CAIRO – On a recent Sunday evening, at the Groppi tea room in downtown Cairo, the Muslim political activist Islam Lotfy encountered a fellow revolutionary — a proud leftist — and warmly shook his hand. The two men, both in their 20s, served in the vanguard of a nonviolent revolt that ended in February with the ousting of dictator Hosni Mubarak. It was a rebellion by, and in many ways for, Egypt’s youth, and its leaders are now struggling to define the terms of the nation’s “Second Republic.”
There was a time in Egypt when it was perfectly normal for a prominent Islamist and a left-wing secularist to meet publicly as comrades as well as rivals, particularly in the Groppi, a 100-year-old relic of Egypt’s pre-Nasserite, imperial age. Back then, liberals and conservatives, capitalists and communists, and Leninists and Trotskyites colluded and intrigued for political advantage under the authority of a progressive constitutional monarch. In his own way Lotfy, a member of the Muslim Brotherhood, Egypt’s oldest and most powerful Islamist group, is laboring to revive the trace elements of that era as the country’s first democratic elections loom in the unruly and uncertain aftermath of Mubarak’s departure.
Last week, a cabal of young Brotherhood insurgents, with Lotfy at the helm, announced they were launching the decidedly faith-neutral Egyptian Trend Party in defiance of the movement’s old guard.
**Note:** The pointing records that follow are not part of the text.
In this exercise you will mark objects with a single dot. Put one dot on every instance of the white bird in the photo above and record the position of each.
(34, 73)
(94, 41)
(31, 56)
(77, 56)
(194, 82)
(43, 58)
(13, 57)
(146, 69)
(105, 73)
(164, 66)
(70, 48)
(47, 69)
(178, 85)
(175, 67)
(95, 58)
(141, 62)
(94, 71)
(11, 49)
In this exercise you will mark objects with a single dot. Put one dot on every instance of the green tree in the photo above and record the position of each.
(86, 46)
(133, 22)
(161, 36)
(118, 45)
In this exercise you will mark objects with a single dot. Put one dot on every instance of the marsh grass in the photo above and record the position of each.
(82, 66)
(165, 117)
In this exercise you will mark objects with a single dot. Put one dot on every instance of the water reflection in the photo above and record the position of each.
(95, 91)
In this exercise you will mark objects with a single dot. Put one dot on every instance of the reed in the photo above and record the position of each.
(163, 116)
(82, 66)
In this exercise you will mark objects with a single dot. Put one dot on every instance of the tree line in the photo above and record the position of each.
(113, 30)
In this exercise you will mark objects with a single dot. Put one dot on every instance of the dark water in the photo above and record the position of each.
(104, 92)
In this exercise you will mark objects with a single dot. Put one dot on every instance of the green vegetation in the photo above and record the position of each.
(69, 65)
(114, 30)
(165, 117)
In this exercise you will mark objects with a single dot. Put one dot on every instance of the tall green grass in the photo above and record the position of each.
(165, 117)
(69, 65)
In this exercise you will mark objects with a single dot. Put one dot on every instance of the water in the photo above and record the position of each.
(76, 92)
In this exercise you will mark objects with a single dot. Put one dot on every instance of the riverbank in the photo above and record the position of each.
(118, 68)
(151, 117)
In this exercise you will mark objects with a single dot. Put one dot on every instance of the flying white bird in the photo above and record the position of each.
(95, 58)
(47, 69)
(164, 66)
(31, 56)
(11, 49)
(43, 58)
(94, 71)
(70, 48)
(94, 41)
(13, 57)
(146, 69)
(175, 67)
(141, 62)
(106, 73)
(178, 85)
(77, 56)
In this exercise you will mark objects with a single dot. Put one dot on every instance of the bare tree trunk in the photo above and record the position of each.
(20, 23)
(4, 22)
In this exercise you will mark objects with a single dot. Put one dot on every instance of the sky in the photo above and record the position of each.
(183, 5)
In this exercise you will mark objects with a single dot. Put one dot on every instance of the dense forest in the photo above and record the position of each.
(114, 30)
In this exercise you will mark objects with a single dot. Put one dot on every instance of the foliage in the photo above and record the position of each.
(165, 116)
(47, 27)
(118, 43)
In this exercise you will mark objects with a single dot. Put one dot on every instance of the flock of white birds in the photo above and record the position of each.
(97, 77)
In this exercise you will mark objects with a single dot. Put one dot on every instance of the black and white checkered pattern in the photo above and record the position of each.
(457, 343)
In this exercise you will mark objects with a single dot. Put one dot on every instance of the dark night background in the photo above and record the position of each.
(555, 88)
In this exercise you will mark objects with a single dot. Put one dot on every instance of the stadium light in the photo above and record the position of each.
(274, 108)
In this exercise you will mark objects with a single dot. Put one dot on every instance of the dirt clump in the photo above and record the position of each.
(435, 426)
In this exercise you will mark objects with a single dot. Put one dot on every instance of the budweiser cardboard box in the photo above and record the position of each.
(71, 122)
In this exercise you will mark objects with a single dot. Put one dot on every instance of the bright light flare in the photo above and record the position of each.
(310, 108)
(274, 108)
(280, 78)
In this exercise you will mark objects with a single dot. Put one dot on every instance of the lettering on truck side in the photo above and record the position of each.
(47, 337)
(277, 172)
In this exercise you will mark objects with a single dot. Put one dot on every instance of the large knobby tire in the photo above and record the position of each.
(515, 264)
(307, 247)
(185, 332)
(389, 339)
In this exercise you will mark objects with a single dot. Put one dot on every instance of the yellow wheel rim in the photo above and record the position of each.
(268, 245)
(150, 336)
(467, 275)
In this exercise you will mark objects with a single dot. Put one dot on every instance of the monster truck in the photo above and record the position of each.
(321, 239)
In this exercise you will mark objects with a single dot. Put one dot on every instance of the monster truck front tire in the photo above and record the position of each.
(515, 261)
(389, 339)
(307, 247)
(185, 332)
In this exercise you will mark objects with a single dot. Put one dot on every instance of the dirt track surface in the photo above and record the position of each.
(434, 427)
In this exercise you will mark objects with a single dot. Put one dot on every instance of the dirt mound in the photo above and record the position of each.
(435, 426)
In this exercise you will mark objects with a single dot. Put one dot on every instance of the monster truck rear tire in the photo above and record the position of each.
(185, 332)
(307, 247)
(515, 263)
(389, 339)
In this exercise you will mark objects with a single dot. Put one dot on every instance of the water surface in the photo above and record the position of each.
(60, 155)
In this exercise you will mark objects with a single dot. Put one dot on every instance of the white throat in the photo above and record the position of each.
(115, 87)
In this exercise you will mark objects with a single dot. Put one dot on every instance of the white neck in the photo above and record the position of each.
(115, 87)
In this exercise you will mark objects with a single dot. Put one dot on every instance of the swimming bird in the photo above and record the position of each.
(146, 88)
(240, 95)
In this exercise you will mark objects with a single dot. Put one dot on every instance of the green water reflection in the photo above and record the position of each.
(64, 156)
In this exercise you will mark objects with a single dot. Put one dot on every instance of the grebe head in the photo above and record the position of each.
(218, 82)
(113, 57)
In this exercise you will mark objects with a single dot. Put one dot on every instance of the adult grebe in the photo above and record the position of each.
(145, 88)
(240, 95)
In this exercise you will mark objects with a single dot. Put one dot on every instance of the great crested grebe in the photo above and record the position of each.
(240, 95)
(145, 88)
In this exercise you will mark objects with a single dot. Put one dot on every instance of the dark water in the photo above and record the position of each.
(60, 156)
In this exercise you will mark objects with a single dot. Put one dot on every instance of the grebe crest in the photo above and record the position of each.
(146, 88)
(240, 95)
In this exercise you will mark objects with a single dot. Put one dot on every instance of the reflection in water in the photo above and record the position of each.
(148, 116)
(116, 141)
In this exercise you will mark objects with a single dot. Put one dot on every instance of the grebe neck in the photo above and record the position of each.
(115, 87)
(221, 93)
A few days ahead of the announcement, I interviewed Lotfy about his party and the future of the Ikhwan, as the Brotherhood is known in Arabic, and his conclusions are shared by a growing number of informed observers here: The Ikhwan, he believes, will not survive a democratic Egypt in its current form.
“The Muslim Brotherhood is a charitable organization with moderate teachings,” Lofty told me in between a cascade of political meetings. “It is credible and honest and it is of great value. But it must evolve with the times. It needs to reach out to the people, the entire population. That is our guarantee against dictatorship.”
The day before we met, Abdel Moneim Abou el-Fotouh, a senior Brotherhood member known for his liberal views, had been expelled from the group. He had antagonized the leadership by mounting an independent campaign for president, a position it had previously forbidden its members from contesting so as not to stoke fears of an Islamist onslaught. As the head of Egypt’s medical guild, Dr. El-Fotouh was highly regarded, and his sacking — the first such dismissal within the Muslim Brotherhood in nearly 60 years — scandalized Egypt’s political classes. It also fueled speculation that the Ikhwan was fracturing under its own weight.
“We expected they would take action against El-Fotouh,” Lotfy said. “But this was by far the worst thing they could have done. They’ll probably be calling us in next and I expect I’ll be getting the same treatment.”
By “us,” Lotfy means the 200 members of the Brotherhood’s youth cadre who have joined the Egypt Trend party, which has identified itself with such temporal causes as gender equality, affordable health care and a minimum wage. In doing so, they implicitly rebuked the Ikhwan’s own Freedom and Justice party, which because of its extensive social network is expected to win a majority of seats in parliament when national elections are held in the fall — assuming, of course, it can survive the convulsions that are rocking it from within. “There now appears to be a moderate wing within the Brotherhood and there’s no guarantee it would be the only one,” Samir Soliman, a professor of political science at the American University in Cairo, told me. “The divisions are clear for all to see.”
Generational tensions within the Brotherhood had been simmering for years leading up to January 25, when activists called for a convergence on central Cairo’s Tahrir Square to rally against the brutality and corruption of the Mubarak regime. While young Ikhwanists eagerly joined the movement, manning the barricades alongside secularists and Christians to prevent security forces from dispersing the crowds, their elders carefully avoided it. Only when it was clear Mubarak was on his way out did the leadership conclusively demand his departure.
Even then, say disaffected Ikhwan members, group patriarchs discounted their role in the rebellion and dismissed their requests for greater influence over policy making. In late May, when Freedom and Justice unveiled a platform that incorporated none of their demands for more transparency, greater interaction with secular Egypt and an emphasis on civil liberties, Lotfy and his confederates decided to defect. “We held out as long as we could,” he said, “But when it was clear they were ignoring our positions, we began planning a movement of our own.”
Lotfy describes his fellow dissidents as “Arab in identity, Islamic in culture and rooted in Africa.” It will be a diverse constituency, he vowed, in spirit with Egypt’s once variegated political terrain. “We’re Muslims, but we’re pragmatic,” he said. “If I think a Marxist has some good ideas, about how to fix something, for example, I’ll listen.”
With that, Lotfy excused himself to resume his next cycle of meetings, and with it his ecumenical leap of faith.